Guideline-Based Recommendations

Diagnosis

  • Consider amoebic liver abscess in patients with right lobe liver abscesses unresponsive to empirical antibiotics, especially with relevant epidemiological risk factors.
  • Use imaging (ultrasound) for lesion detection but rely on molecular diagnostics for etiological confirmation.
  • Employ multiplex PCR panels on liver abscess fluid as a rapid diagnostic tool, acknowledging current off-label status and need for further validation.

Management

  • Initiate empirical antibiotic therapy covering bacterial pathogens initially; add metronidazole when amoebic etiology is suspected.
  • Adjust treatment to targeted antiamoebic therapy upon confirmation of E. histolytica by PCR.
  • Perform surgical or percutaneous drainage for large or non-resolving abscesses.

Monitoring & Follow-up

  • Monitor clinical signs, inflammatory markers, and abscess size via imaging to assess treatment response.
  • Reassess therapy if clinical deterioration or abscess enlargement occurs.

Risks

  • Delayed or inaccurate diagnosis may lead to inappropriate antibiotic use and increased morbidity.
  • Off-label use of multiplex PCR requires cautious interpretation pending further validation.
  • Potential complications include intestinal necrosis, peritonitis, and toxic megacolon if untreated.

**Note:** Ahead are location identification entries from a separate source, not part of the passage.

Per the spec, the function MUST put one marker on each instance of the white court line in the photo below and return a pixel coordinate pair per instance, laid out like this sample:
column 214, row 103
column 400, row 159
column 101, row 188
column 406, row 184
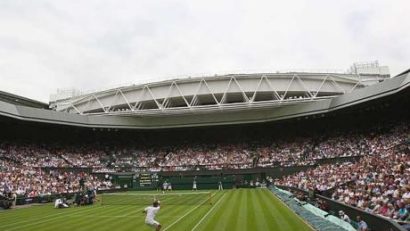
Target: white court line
column 119, row 216
column 203, row 218
column 156, row 194
column 190, row 211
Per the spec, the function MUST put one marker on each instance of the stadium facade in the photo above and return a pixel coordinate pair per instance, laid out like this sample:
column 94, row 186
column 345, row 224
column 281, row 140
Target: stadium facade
column 214, row 100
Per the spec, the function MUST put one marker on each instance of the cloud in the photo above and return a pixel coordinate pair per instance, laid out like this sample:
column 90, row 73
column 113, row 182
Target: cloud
column 45, row 45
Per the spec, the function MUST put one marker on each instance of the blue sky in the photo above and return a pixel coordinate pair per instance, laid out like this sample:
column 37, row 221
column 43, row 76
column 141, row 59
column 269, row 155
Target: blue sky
column 45, row 45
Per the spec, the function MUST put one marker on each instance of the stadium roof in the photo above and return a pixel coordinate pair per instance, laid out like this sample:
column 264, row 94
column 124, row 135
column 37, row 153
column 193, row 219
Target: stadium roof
column 218, row 117
column 20, row 100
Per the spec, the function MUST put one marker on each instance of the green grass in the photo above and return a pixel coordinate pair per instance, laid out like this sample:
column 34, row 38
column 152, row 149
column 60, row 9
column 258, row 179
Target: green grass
column 241, row 209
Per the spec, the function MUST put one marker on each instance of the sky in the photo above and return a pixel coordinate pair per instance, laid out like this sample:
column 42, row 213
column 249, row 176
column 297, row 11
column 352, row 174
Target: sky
column 47, row 45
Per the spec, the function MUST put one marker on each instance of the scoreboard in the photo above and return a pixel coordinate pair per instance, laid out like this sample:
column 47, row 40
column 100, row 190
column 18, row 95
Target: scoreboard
column 147, row 179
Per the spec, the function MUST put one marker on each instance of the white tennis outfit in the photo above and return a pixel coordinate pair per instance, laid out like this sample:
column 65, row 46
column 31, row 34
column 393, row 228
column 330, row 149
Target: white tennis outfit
column 150, row 218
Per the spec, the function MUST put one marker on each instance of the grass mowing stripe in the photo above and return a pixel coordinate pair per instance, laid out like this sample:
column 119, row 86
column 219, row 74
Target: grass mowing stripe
column 42, row 224
column 268, row 215
column 242, row 209
column 42, row 220
column 186, row 214
column 111, row 221
column 203, row 218
column 108, row 215
column 34, row 218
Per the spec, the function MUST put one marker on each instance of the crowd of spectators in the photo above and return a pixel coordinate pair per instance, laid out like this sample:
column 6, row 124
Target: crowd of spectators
column 32, row 169
column 377, row 183
column 31, row 181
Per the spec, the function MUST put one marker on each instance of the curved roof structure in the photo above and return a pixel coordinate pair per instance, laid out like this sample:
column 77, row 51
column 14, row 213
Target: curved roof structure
column 226, row 92
column 297, row 96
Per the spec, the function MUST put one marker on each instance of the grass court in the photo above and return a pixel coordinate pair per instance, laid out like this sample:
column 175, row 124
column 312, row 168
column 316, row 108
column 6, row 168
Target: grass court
column 240, row 209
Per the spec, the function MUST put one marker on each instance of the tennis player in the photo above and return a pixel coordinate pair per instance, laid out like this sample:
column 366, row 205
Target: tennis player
column 151, row 211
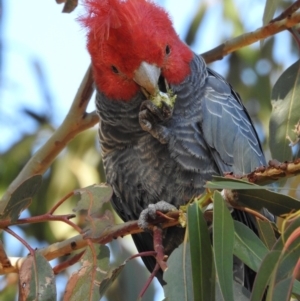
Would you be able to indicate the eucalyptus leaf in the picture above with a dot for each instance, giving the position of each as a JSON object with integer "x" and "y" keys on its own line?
{"x": 285, "y": 112}
{"x": 223, "y": 236}
{"x": 179, "y": 276}
{"x": 201, "y": 255}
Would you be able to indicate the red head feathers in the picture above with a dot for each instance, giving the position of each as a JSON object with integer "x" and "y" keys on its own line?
{"x": 123, "y": 34}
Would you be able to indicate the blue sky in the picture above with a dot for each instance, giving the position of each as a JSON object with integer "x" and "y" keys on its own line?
{"x": 36, "y": 30}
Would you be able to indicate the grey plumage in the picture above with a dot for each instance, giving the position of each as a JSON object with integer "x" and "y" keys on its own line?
{"x": 208, "y": 134}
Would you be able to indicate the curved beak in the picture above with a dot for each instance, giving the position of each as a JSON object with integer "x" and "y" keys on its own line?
{"x": 147, "y": 76}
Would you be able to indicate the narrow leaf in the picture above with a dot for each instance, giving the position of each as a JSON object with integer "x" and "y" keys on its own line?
{"x": 283, "y": 290}
{"x": 201, "y": 255}
{"x": 257, "y": 197}
{"x": 36, "y": 279}
{"x": 223, "y": 236}
{"x": 285, "y": 112}
{"x": 263, "y": 275}
{"x": 266, "y": 233}
{"x": 248, "y": 247}
{"x": 179, "y": 276}
{"x": 85, "y": 284}
{"x": 20, "y": 199}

Patient & Prescribing Data

Three pediatric patients aged 17 months to 5 years with liver abscesses

Empirical broad-spectrum antibiotics were initially used; metronidazole was added upon suspicion or confirmation of amoebic infection. PCR confirmation allowed discontinuation of unnecessary antibiotics and continuation of targeted antiamoebic therapy.

Clinical Best Practices

  • Use multiplex PCR panels on liver abscess fluid to rapidly identify E. histolytica in suspected cases.
  • Combine clinical, epidemiological, and imaging data to guide suspicion and management of amoebic liver abscess.
  • Perform abscess drainage when indicated to obtain diagnostic material and aid treatment.
  • Adjust antimicrobial therapy based on molecular diagnostic results to avoid unnecessary antibiotic exposure.